Sono passati alcuni giorni, ormai, da quando è stata ricoverata, e io sono l'unico a non averle ancora fatto visita. Papà si è preso un permesso e si è sostanzialmente trasferito in ospedale nelle ore notturne. Raffa e Cate, invece, si dividono le ore diurne, incapaci di proseguire le loro vite distante dal capezzale di mamma.

Li capisco benissimo.

Quanto a me, infatti, al principio ho ritenuto opportuno eclissarmi il più possibile per lasciare al dramma i tempi e gli spazi necessari. Ho chiesto a Shishir la cortesia di ospitarmi nella sua ambasciata e tra una pomata alle spezie e l'altra, ho fissato il mio tatuaggio seccarsi, mentre seguivo le orme dei miei familiari e mi lasciavo scappare occasioni in preda al malumore.

Da mio cugino non è mai arrivata nessuna notizia: non mi ha né scritto, né chiamato, né cercato. Non si è preoccupato di chiedermi dove fossi e se stessi bene, non ha nemmeno mandato terzi a farlo. Una volta si sarebbe persino fatto Milano-Roma in macchina per scusarsi... adesso mi sa davvero che, qualsiasi cosa ci fosse tra noi, è esplosa troppo male per poter essere riaggiustata in tempi brevi. Succederà tra mesi, forse... forse tra anni. E sono certo che comunque, niente tornerà mai più com'era prima.

Per questo ho bisogno che almeno i pilastri della mia vita non crollino: oggi è il giorno in cui sono pronto ad uscire dalla Calcutta in miniatura di Shish e rimettere a posto tutto ciò che è ancora salvabile.

In orario di pranzo Cate e Raffa fanno il cambio della guardia, quindi so di essere solo, quando passo a salutare Sofia Antonella.
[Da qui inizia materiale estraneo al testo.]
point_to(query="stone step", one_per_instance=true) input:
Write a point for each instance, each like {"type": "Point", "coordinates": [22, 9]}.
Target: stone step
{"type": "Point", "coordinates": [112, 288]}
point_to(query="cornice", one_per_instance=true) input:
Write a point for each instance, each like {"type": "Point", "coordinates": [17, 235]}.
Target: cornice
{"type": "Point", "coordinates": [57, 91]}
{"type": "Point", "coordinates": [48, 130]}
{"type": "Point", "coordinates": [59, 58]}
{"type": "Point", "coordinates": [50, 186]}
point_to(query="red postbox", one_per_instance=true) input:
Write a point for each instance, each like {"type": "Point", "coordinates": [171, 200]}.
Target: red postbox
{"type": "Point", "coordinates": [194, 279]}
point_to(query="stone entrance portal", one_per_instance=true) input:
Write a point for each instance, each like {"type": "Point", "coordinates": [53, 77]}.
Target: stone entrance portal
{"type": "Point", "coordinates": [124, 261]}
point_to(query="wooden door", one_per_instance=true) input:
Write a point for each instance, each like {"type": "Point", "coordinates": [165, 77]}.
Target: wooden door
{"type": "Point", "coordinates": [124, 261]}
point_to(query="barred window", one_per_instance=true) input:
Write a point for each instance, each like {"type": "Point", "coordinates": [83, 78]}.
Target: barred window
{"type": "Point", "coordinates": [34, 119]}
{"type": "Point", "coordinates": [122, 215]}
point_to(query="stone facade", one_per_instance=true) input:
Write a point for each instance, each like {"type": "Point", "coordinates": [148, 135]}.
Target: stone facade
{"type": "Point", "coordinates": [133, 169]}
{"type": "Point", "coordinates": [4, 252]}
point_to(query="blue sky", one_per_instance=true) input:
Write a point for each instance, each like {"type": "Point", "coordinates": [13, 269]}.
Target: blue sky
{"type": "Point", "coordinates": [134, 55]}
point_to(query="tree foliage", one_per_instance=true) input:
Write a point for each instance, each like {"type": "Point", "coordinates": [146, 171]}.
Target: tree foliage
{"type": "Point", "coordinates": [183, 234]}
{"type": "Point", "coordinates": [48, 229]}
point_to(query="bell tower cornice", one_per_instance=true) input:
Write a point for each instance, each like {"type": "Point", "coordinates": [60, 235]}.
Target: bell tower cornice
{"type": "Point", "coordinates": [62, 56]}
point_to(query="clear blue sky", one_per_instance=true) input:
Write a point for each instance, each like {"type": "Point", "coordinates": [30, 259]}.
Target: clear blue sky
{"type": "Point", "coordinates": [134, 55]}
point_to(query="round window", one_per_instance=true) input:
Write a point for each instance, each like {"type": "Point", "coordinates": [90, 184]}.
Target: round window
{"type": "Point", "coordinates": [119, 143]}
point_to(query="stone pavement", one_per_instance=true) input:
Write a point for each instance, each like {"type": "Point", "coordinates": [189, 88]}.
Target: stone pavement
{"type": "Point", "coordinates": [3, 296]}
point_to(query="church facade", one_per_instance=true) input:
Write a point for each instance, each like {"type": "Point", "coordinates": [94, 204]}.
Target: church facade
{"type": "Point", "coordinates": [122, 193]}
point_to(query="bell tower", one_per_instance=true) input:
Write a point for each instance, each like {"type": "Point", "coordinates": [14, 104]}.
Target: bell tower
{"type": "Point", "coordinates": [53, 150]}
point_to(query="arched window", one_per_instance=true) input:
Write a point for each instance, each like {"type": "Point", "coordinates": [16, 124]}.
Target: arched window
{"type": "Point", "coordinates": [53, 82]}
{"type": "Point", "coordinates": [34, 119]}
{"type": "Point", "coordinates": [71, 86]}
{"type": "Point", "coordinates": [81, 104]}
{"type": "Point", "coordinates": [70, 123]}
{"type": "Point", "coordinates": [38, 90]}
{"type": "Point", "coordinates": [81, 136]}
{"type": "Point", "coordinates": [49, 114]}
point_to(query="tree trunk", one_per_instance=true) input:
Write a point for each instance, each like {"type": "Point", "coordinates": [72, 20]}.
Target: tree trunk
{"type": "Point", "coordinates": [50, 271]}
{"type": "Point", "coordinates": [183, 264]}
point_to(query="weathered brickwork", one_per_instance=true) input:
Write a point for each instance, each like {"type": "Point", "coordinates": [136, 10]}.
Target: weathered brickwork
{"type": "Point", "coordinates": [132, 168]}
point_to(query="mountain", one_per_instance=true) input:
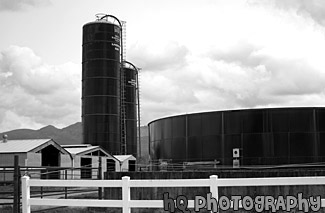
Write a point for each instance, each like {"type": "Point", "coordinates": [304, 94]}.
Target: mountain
{"type": "Point", "coordinates": [69, 135]}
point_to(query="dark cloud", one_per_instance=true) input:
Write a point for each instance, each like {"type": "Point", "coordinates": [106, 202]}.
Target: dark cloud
{"type": "Point", "coordinates": [17, 5]}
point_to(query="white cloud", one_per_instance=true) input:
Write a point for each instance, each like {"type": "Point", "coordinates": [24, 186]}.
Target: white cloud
{"type": "Point", "coordinates": [16, 5]}
{"type": "Point", "coordinates": [34, 94]}
{"type": "Point", "coordinates": [260, 57]}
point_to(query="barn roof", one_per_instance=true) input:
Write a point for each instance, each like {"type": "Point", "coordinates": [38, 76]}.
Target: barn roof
{"type": "Point", "coordinates": [85, 149]}
{"type": "Point", "coordinates": [30, 145]}
{"type": "Point", "coordinates": [122, 158]}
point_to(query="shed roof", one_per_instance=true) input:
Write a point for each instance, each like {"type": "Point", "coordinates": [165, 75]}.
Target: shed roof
{"type": "Point", "coordinates": [84, 149]}
{"type": "Point", "coordinates": [30, 145]}
{"type": "Point", "coordinates": [123, 158]}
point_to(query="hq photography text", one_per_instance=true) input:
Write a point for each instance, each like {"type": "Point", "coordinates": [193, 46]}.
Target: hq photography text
{"type": "Point", "coordinates": [247, 203]}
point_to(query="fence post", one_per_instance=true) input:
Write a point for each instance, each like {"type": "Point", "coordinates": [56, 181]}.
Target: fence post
{"type": "Point", "coordinates": [214, 186]}
{"type": "Point", "coordinates": [25, 194]}
{"type": "Point", "coordinates": [99, 176]}
{"type": "Point", "coordinates": [16, 207]}
{"type": "Point", "coordinates": [126, 194]}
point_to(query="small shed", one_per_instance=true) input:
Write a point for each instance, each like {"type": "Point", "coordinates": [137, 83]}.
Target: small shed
{"type": "Point", "coordinates": [127, 163]}
{"type": "Point", "coordinates": [93, 157]}
{"type": "Point", "coordinates": [33, 153]}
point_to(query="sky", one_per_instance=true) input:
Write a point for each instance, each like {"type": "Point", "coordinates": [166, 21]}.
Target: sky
{"type": "Point", "coordinates": [194, 55]}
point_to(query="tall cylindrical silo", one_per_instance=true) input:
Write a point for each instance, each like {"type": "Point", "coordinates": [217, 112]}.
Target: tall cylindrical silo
{"type": "Point", "coordinates": [130, 104]}
{"type": "Point", "coordinates": [101, 63]}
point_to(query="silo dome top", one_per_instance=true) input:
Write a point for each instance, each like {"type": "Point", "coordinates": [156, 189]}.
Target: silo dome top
{"type": "Point", "coordinates": [106, 18]}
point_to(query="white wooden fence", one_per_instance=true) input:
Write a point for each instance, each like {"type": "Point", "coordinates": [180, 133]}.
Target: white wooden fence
{"type": "Point", "coordinates": [126, 203]}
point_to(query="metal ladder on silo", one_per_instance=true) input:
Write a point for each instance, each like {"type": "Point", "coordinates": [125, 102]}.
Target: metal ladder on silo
{"type": "Point", "coordinates": [122, 86]}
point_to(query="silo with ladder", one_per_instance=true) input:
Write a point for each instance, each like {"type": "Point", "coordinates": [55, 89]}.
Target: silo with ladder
{"type": "Point", "coordinates": [101, 83]}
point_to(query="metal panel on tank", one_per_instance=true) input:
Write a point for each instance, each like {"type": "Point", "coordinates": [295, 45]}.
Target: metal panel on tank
{"type": "Point", "coordinates": [270, 136]}
{"type": "Point", "coordinates": [101, 64]}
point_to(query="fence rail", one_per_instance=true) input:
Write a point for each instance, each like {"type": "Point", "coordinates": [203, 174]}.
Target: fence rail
{"type": "Point", "coordinates": [126, 184]}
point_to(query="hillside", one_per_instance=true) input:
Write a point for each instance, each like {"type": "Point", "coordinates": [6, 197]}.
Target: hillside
{"type": "Point", "coordinates": [69, 135]}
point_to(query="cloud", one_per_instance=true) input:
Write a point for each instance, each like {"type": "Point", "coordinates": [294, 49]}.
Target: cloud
{"type": "Point", "coordinates": [158, 55]}
{"type": "Point", "coordinates": [34, 94]}
{"type": "Point", "coordinates": [314, 9]}
{"type": "Point", "coordinates": [17, 5]}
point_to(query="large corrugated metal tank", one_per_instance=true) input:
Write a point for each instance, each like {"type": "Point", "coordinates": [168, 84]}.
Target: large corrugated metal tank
{"type": "Point", "coordinates": [272, 136]}
{"type": "Point", "coordinates": [131, 109]}
{"type": "Point", "coordinates": [101, 61]}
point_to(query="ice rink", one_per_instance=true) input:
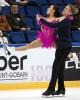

Vedo che hanno aggiunto una targhetta alla sua postazione: ora potrà ufficialmente scegliere tra un nome moderno e uno di una parente defunta... che gran fortuna già da piccola, eh?

Però sono felice che stia bene. 

Credevo che non l'avrei mai ammesso, eppure ci tengo già a lei. Ultimamente mi sono ritrovato spesso a pensare con tenerezza alle sue minuscole manine che si aggrappano ai tubicini che la circondano... e scopro dopo più di vent'anni che sono un maledetto rammollito.